Zaten Başsavcılık da tebliğnamedeki son cümle ile dosyaya nasıl baktığını açıkça ifade etmiştir: “Hükümlerin sair yönleri incelenmeksizin öncelikle bu sebeplerden dolayı, CMUK’nun 321. maddesi uyarınca bozulması.”

Bu safhada bilinmesi gereken önemli nokta şudur: Bu dosya “usul” yönünden olduğu kadar “esas” yönünden de büyük hukuk cinayetlerini içermektedir.

Başsavcılık tarafından bozulma nedeni olarak kabul edilen “usul” yanlışlıklarından öne çıkanlar arasında; Mahkemeye getirilen tanıkların dinlenilmemesi, yedek hakimlerin müzakereye katılması, karardan önce son sözün sorulmaması gibi hususlar vardır.

“Ergenekon” davasına bakan, 13. Ağır Ceza Mahkemesi’nin duruşmalarının çoğunda bulunmadım. Çünkü, bu Mahkemede “savunma” yapmayı reddetmiştim.

Katıldığım duruşmalarda ise gördüğüm; 13. Ağır Ceza Mahkemesi’nin hakim ve savcılarının, sanki ne yaparlarsa yapsınlar kendilerine dokunulmazlık sözü verilen, “astığı astık, kestiği kestik” bir havada olduklarıydı.

Mahkeme, tarafından yapılan “usul” hataları sanıklar ve sanık avukatları tarafından yüzlerce defa dile getirildi, hiç tınlamadılar bile.

CMK’nın 178. maddesi; sanıkların Mahkemeye getirdikleri tanıkların, Mahkeme tarafından dinlenmesine, CMK’nın 216. maddesi ise kararın açıklanmasından önce, sanıkların son sözlerinin sorulmasına amirdir. CMK’nın 227. maddesine göre; müzakereye ancak karara ve hükme katılacak hakimler katılabilir. Bu maddeler çok açıktır. Hukuk fakültelerine yeni katılan öğrencilerin bile, bu şekilde “usul” hataları yapması asla beklenemez.

O zaman, 13. Ağır Ceza Mahkemesindeki hakim ve savcılar nasıl böyle büyük hataları yapmaktan hiç çekinmediler.

Bu yanlışlıkları bir gün sorgulayabileceğini, hiç düşünmediler.

Bu usul yanlışlıkları, defalarca dönemin HSYK’na şikayet konusu yapıldı. Ama, o zamanki HSYK kılını bile kıpırdatmadı. Yargıtay’dan da emindiler. Zaten görülecekti ki; 9 Ekim 2013’de Yargıtay 9. Ceza Dairesi “Balyoz” davasında verilen kararı hiç tereddüt etmeden onaylayacaktı.

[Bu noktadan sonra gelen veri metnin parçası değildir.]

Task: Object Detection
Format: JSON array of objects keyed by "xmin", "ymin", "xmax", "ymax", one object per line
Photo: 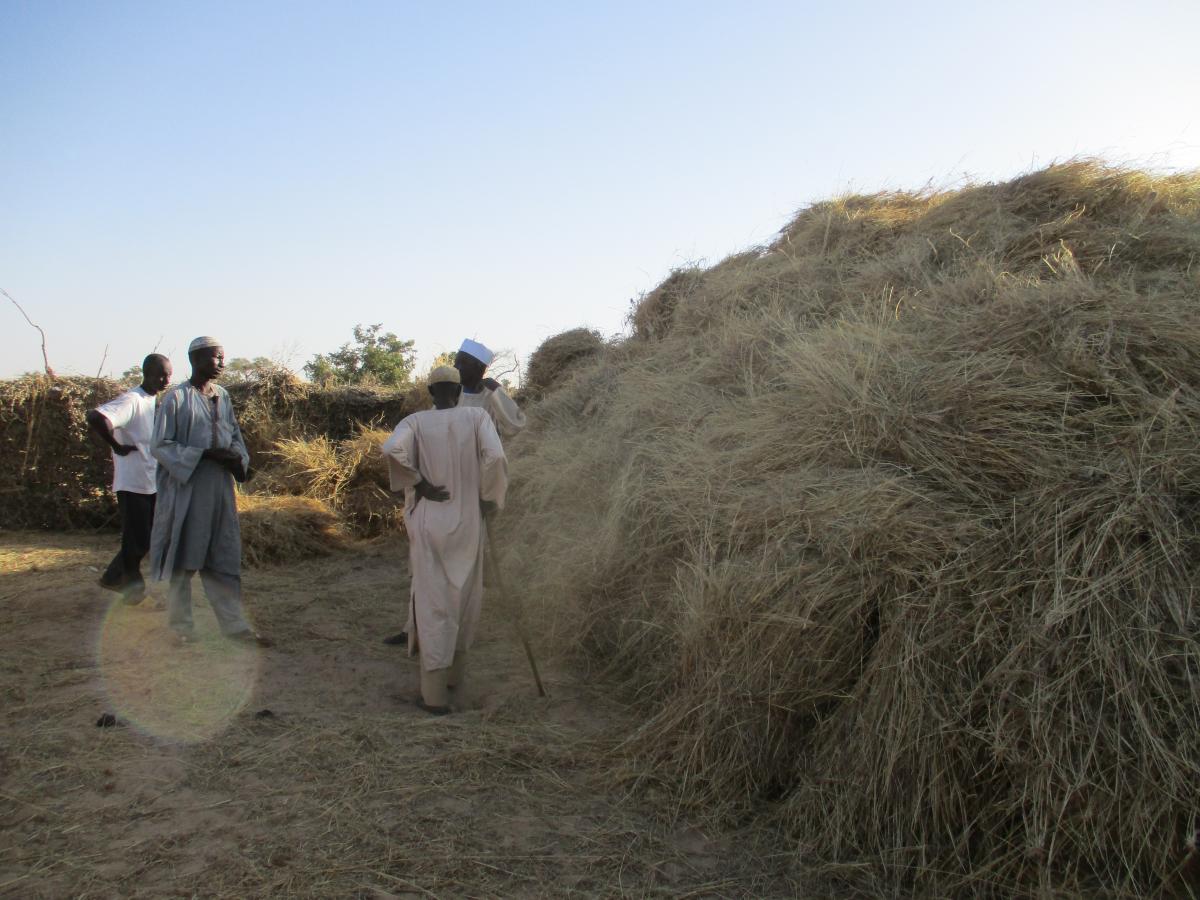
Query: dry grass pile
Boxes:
[
  {"xmin": 238, "ymin": 493, "xmax": 346, "ymax": 565},
  {"xmin": 0, "ymin": 376, "xmax": 121, "ymax": 528},
  {"xmin": 228, "ymin": 370, "xmax": 428, "ymax": 462},
  {"xmin": 505, "ymin": 162, "xmax": 1200, "ymax": 895},
  {"xmin": 265, "ymin": 427, "xmax": 403, "ymax": 538},
  {"xmin": 521, "ymin": 328, "xmax": 605, "ymax": 401}
]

Yaşanılan bu olaylarda; Özel Görevli Ağır Ceza Mahkemelerinin ne kadar günahı varsa, o dönemlerdeki HSYK ve Yargıtay 9. Ceza Dairesinin de o kadar günahı vardır.

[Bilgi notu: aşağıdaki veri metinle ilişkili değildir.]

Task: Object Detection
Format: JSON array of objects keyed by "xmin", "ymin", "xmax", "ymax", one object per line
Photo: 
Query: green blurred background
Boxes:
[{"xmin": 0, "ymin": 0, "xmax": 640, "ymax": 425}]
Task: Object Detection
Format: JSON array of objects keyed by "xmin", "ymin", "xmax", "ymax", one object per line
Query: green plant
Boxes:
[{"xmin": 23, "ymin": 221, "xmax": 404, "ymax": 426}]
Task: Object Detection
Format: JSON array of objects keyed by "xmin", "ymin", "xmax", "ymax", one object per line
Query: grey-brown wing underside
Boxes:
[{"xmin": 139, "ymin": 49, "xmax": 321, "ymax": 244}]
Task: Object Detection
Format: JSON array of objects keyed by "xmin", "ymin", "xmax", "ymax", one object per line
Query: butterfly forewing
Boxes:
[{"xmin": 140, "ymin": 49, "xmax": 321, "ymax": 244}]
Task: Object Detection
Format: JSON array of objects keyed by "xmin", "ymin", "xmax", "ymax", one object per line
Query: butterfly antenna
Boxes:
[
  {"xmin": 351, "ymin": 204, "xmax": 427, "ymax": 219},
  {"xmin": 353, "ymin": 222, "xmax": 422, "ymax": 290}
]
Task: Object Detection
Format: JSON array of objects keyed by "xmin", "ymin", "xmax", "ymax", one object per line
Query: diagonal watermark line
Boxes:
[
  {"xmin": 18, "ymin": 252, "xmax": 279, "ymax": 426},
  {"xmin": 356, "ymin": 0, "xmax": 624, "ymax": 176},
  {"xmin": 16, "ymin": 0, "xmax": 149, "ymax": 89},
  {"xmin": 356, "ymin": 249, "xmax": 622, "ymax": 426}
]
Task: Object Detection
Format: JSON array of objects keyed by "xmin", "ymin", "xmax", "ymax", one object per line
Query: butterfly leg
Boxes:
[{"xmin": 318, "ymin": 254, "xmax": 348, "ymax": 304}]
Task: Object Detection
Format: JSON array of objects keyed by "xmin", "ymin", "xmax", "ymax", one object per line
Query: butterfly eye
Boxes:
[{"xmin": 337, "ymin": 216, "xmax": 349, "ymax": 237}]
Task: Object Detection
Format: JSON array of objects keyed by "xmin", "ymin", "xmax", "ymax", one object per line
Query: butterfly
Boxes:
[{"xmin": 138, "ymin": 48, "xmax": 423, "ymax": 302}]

HSYK’da yapılan seçimler sonunda, HSYK’nın yapısı değişti. Daha sonra Yargıtay’a yeni üyeler seçildi.

Şimdi bazıları ortaya çıkıp; HSYK seçimlerinin sonuçlarını ve Yargıtay’da yapılan bazı yapısal değişiklikleri açıkça tenkit ediyorlar. O zaman, onlar bir noktada “Ergenekon”, “Balyoz”, “Odatv” , “Askeri Casusluk” ve benzeri davalarda yapılan hukuksuzlukların görülmemesini, verilen haksız cezaların onaylanmasını istemiş olmuyorlar mı?

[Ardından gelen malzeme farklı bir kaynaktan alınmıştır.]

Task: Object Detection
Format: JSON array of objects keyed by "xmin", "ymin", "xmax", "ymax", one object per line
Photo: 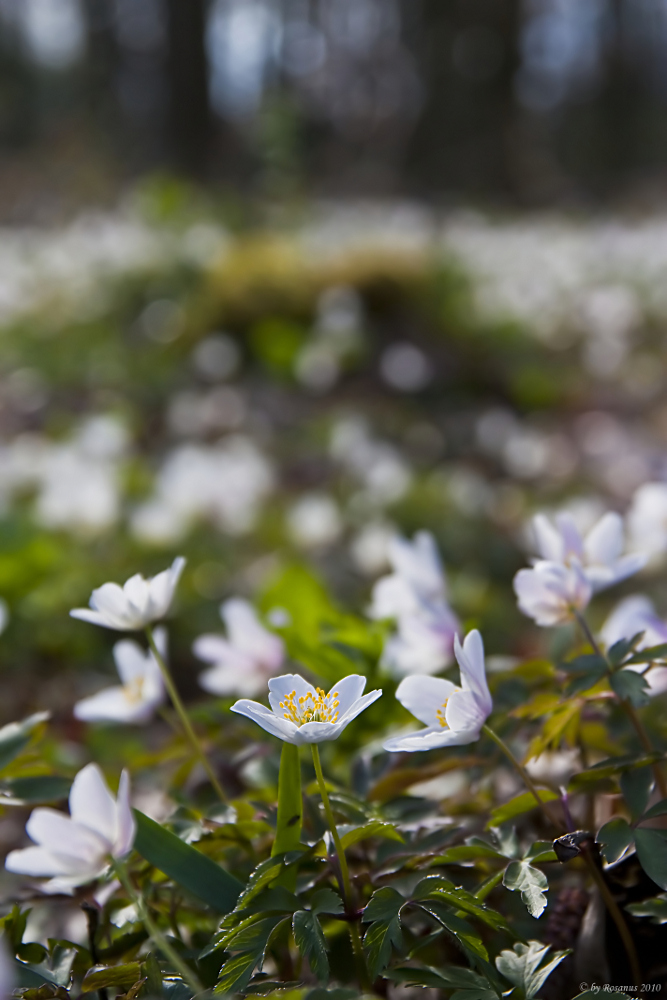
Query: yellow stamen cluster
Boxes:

Türk yargı sisteminin, bir felaketin eşiğinden kurtarılması için son şansın doğmasına fırsat tanınmıştır.

HSYK, başta “Ergenekon”, “Balyoz” gibi davalar başta olmak, kendilerine yapılan şikayetleri dikkate almaya ve işleme koymaya başlamıştır. HSYK’nın bu şikayetlere ilişkin vereceği kararlar merakla beklenmektedir.

“Ergenekon” davasına, Yargıtay 16. Ceza Dairesi bakacaktır.

Ümidimiz ve doğal beklentimiz; Yargıtay 16. Ceza Dairesi’nin yıllardır haksız yere devam eden davanın makul sürede yargılanma hakkını temin için “Ergenekon” dosyasına hem “usul” ve hem de “esas” yönünden bakmasıdır. Normal olanda budur.

Soruşturma makamlarından beklentimiz ise; sahte delilleri yaratan, haksız ve hukuksuz işlemler yapmaktan çekinmeyenleri biran önce tespit ederek hesap vermek üzere yargı karşısınına çıkarmasıdır.